From your first breath to your last, you are an absolutely dependent and needy being. Your smallest decision, like putting sugar on your oatmeal, is dependent on thousands of others who cultivated fields, harvested, packaged, drove trucks, stocked stores, etc.

Though you might often take for granted the presence of air, food, and water, when asked you can likely easily acknowledge your dependence on others and the environment in a physical way. 

Acknowledging your emotional / psychological dependence may not be so easy or straightforward.*  You might believe that real adults are supposed to be responsible and take care of themselves and that you should be independent and meet your needs on your own, or not have needs at all.

The fact is that you are constantly moving through a cycle of needs.  First, you become aware of a need, then you take an action to meet it by interacting with others and the environment, then you experience satisfaction of the met need, and then you rest in completion.  This cycle flows smoothly or not, depending on your relationship to it.

In learning Mindful Compassionate Dialogue, you often hear about how important it is that you take full responsibility for your needs.  But this isn't about being independent.  It's about responsible interdependence. You are constantly meeting the needs of others as they are meeting your needs. In a healthy interdependent flow, you get to have your needs met while being in harmony with and meeting the needs of others.

You can become more responsible in this flow of interdependence by noticing exactly how needs are met or unmet for yourself and others, and communicating directly about this. In this way, you can work to create ever more subtle levels of conscious consideration among the groups of people with whom you interact.

When you imagine you are independent of others, there is a subtle shaming of the fact that you need others to thrive.  Shame shuts you down to your own experience.  Shaming and shutting down can look a lot of different ways on the outside. You might cope by creating a facade of smiles and friendliness. You might cope by becoming goal-oriented and keeping a near-constant schedule of activity. You might also simply get by in a depressed state, doing what you can to keep yourself going.

However, the drive to thrive is an unstoppable force. You will take action to meet your needs.
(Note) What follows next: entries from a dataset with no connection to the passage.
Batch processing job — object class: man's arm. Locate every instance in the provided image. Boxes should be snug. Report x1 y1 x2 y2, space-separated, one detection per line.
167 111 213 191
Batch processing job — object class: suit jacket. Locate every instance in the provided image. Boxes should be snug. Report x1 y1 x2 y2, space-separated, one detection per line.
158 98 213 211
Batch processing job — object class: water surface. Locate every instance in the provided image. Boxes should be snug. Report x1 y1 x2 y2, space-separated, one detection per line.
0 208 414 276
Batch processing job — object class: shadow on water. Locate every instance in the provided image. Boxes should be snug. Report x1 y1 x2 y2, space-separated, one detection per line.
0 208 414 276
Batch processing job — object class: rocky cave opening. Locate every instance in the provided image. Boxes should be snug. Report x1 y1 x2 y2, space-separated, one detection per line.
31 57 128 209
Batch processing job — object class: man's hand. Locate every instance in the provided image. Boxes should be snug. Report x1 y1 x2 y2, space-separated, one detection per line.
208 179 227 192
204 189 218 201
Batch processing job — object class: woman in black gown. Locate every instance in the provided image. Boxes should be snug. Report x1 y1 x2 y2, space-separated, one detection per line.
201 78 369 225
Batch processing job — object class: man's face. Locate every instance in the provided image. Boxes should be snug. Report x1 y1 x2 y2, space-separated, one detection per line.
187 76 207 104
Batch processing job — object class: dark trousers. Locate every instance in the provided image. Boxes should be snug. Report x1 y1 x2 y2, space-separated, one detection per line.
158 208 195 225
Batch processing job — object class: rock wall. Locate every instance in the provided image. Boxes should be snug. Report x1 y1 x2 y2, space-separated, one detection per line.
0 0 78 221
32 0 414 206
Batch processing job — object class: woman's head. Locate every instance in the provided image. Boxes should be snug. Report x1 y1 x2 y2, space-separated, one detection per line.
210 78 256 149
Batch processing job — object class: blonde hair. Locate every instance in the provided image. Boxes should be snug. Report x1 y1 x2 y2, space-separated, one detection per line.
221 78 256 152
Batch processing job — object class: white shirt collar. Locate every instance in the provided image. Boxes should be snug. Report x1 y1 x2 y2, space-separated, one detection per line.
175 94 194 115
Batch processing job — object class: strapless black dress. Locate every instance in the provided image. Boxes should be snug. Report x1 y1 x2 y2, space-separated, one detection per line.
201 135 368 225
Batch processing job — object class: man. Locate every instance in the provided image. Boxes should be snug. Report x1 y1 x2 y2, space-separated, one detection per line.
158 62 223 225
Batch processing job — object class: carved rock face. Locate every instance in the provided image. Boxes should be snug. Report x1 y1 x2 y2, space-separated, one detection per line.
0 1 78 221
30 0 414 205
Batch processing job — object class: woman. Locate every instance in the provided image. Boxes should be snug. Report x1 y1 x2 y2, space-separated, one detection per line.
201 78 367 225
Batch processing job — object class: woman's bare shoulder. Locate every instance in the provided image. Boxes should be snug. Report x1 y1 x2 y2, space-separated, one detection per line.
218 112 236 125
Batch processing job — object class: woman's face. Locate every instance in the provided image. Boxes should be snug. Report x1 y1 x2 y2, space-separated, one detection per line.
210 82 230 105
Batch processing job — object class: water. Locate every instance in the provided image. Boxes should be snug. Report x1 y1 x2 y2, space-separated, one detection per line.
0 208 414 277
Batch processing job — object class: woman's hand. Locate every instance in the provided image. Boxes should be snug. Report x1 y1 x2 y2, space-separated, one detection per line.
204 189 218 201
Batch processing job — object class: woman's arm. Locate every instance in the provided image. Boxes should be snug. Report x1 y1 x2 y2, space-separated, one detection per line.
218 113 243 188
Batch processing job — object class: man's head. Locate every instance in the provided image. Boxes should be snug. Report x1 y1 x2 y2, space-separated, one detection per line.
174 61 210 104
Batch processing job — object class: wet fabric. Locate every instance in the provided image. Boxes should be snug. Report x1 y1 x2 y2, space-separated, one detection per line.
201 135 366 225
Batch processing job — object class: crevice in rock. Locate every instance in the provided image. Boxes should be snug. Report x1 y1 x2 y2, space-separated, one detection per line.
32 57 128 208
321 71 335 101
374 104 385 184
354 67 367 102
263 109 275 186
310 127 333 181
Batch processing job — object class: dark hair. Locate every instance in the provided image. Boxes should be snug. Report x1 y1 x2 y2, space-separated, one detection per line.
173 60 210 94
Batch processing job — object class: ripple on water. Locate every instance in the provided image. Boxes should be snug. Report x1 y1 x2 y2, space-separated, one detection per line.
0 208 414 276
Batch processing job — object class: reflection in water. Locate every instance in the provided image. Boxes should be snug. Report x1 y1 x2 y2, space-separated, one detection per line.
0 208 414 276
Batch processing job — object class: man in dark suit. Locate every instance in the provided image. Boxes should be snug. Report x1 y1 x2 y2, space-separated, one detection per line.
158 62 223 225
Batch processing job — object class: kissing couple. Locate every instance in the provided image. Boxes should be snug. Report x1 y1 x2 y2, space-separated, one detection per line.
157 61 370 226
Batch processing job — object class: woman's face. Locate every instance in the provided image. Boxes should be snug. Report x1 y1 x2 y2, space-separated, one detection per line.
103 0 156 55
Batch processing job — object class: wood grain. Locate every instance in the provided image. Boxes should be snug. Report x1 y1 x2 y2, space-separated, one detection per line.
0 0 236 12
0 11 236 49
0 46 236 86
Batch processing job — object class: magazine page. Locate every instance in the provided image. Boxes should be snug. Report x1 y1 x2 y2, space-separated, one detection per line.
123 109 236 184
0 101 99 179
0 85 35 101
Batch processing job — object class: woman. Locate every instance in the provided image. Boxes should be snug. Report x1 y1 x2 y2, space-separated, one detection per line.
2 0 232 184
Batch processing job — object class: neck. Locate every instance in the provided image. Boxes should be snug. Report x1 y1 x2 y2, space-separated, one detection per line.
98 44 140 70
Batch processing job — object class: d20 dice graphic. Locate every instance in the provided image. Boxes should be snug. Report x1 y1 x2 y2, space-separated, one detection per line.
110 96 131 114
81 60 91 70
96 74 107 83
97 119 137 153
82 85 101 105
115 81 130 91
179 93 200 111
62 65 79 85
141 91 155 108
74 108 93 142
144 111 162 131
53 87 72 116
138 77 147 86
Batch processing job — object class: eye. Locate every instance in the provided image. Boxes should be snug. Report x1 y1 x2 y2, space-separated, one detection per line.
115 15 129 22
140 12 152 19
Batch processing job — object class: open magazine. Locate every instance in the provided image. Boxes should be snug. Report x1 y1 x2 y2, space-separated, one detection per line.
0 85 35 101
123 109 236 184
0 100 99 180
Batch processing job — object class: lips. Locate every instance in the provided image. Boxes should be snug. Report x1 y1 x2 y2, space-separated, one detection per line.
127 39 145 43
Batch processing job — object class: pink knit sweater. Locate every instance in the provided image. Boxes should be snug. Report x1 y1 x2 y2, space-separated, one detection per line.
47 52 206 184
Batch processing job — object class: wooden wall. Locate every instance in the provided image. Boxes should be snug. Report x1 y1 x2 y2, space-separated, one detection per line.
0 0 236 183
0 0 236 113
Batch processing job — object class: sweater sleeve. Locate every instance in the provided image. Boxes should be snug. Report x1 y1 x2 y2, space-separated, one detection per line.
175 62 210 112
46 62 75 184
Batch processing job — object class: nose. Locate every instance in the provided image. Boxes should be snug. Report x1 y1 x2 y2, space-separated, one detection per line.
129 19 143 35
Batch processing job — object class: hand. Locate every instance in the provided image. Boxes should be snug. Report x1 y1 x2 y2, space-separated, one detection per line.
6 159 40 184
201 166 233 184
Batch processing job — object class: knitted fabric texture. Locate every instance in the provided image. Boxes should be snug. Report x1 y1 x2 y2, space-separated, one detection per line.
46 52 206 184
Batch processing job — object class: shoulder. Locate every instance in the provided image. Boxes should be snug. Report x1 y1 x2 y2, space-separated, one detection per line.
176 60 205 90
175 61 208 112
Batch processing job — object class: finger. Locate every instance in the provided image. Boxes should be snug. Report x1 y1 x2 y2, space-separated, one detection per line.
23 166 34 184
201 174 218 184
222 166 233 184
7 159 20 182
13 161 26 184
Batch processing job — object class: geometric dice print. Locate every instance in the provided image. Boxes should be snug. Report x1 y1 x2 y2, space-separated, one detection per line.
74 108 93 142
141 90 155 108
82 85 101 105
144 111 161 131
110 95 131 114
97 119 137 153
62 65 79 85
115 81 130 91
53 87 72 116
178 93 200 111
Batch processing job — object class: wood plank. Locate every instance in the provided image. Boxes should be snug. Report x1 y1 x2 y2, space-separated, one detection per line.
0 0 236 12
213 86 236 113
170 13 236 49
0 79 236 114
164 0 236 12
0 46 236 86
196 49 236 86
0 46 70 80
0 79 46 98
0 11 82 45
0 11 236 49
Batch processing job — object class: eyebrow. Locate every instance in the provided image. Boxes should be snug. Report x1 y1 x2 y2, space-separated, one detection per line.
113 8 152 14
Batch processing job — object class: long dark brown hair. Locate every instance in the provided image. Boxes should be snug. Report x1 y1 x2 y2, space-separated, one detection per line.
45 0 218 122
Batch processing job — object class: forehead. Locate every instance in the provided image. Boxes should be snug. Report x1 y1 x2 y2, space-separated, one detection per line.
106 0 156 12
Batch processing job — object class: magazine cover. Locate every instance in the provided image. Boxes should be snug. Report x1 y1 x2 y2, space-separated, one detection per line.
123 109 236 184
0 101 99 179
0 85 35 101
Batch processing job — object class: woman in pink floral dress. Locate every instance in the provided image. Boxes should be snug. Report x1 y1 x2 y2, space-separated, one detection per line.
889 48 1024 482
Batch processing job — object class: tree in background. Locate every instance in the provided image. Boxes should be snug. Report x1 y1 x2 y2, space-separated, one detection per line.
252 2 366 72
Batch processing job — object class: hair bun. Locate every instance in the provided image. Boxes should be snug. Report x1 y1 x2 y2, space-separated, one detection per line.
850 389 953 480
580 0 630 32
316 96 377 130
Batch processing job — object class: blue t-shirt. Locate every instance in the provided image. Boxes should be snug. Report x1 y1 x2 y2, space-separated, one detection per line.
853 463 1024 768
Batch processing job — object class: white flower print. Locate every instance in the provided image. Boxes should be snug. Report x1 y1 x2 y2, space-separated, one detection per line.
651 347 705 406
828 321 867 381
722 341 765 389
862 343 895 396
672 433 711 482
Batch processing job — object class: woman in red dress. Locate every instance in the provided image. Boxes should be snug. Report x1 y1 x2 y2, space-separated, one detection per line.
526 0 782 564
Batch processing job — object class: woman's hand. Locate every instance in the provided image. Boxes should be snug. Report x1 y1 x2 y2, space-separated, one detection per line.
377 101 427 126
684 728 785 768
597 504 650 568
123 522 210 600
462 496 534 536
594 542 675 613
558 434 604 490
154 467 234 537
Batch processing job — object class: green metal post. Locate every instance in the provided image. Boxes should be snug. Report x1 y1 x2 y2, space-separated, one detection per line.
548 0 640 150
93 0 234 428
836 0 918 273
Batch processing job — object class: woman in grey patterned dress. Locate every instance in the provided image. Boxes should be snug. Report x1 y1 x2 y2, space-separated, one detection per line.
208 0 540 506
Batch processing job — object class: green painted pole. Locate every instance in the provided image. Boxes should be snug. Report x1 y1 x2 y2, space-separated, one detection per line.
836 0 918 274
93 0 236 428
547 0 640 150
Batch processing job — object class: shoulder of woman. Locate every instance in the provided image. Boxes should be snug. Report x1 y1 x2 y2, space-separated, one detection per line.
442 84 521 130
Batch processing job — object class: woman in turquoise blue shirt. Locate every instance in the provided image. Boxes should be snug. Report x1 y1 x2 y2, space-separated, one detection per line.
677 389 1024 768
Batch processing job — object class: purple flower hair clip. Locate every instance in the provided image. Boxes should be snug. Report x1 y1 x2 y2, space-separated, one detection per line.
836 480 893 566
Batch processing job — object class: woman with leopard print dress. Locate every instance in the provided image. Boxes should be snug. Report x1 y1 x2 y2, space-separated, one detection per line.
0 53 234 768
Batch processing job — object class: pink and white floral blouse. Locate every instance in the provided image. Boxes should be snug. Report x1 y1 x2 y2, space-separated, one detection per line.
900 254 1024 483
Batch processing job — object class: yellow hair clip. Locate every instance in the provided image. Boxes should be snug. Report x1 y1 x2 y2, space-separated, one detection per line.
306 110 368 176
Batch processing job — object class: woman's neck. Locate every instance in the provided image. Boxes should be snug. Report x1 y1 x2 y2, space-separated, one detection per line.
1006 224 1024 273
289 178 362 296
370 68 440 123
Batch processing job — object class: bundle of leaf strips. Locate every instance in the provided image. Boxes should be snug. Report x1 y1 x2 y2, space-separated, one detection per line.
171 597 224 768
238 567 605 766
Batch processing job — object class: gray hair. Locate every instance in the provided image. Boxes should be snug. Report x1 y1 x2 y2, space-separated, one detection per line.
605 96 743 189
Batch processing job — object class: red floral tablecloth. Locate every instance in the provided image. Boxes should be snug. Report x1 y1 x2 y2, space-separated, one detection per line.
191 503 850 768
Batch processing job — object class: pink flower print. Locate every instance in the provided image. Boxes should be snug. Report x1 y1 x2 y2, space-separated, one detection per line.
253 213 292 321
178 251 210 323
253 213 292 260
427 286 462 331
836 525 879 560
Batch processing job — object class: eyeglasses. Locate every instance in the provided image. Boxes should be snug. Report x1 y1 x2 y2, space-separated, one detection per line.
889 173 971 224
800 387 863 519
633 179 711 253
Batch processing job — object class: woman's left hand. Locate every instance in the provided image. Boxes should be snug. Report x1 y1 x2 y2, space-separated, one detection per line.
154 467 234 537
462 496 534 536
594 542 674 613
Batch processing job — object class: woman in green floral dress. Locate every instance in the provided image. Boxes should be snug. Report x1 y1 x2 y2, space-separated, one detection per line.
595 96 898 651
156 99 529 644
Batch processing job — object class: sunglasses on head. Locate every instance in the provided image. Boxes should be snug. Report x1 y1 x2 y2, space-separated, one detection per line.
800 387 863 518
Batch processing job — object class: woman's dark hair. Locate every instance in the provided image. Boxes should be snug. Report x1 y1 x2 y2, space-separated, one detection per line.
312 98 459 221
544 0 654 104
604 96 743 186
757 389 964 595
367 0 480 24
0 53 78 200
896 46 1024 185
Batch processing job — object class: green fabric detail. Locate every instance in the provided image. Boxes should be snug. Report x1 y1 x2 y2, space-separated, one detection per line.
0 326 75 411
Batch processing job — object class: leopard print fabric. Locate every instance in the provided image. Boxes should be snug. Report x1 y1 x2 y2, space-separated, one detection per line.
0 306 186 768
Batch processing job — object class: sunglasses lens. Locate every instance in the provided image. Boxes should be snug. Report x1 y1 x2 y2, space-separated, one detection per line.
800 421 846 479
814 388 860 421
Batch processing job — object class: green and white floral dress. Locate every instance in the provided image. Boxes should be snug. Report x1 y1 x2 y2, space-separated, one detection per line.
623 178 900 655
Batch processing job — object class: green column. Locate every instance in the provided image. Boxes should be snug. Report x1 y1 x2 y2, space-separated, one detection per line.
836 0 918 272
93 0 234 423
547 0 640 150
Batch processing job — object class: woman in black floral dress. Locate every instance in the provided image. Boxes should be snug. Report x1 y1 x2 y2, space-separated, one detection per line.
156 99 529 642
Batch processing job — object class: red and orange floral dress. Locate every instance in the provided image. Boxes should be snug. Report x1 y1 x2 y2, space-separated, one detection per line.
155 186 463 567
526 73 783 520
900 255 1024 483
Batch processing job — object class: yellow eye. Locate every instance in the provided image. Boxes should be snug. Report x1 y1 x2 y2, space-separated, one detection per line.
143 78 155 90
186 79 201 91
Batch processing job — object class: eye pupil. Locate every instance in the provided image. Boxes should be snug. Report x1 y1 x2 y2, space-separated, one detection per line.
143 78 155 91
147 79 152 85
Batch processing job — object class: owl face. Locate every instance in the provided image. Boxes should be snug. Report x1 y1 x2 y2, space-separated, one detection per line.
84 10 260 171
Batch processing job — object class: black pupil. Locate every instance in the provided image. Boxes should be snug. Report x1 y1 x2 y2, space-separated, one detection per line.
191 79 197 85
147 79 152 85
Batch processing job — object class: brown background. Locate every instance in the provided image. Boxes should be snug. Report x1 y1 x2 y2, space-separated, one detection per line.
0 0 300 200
In the presence of shame, this action is an underground movement and often takes the form of unconscious habitual strategies that tend to cost as many needs as they meet.

In cultivating a responsible interdependence, you are asked to drop the illusion of independence and stand upright and transparent in the truth of your neediness. You take responsibility for this truth in many ways. Here are a few possibilities:

  • Practicing mindfulness and meditation, and becoming ever more conscious of the complexity of your experience.

  • Stating your needs, making requests, and entering creative needs-based negotiation regarding what works best for all.

  •  Guessing the needs of others and asking them what would meet their needs.

  • Noticing when needs are met and expressing appreciation frequently.

  • Availing yourself of opportunities to meet your physical needs thoroughly with clean water, healthy food, consistent exercise, and enough rest and sleep.

Accepting your dependence on others and your environment allows you to stand more fully in choicefulness about how to live interdependence and more frequently live and flow from gratitude.

Practice

This week, notice your interdependence by naming all the people who met your needs that day.  Let yourself include the simple and mundane, like the grocery clerk who met a need for kindness by offering an authentic smile and eye contact, or the person in the car who paused for you so you could walk across a busy street.

*In the book A General Theory of Love  by Thomas; Amini, Fari; Lannon, and Richard Lewis (Jan 9, 2001), our emotional / psychological interdependence is explored through decades of research studies.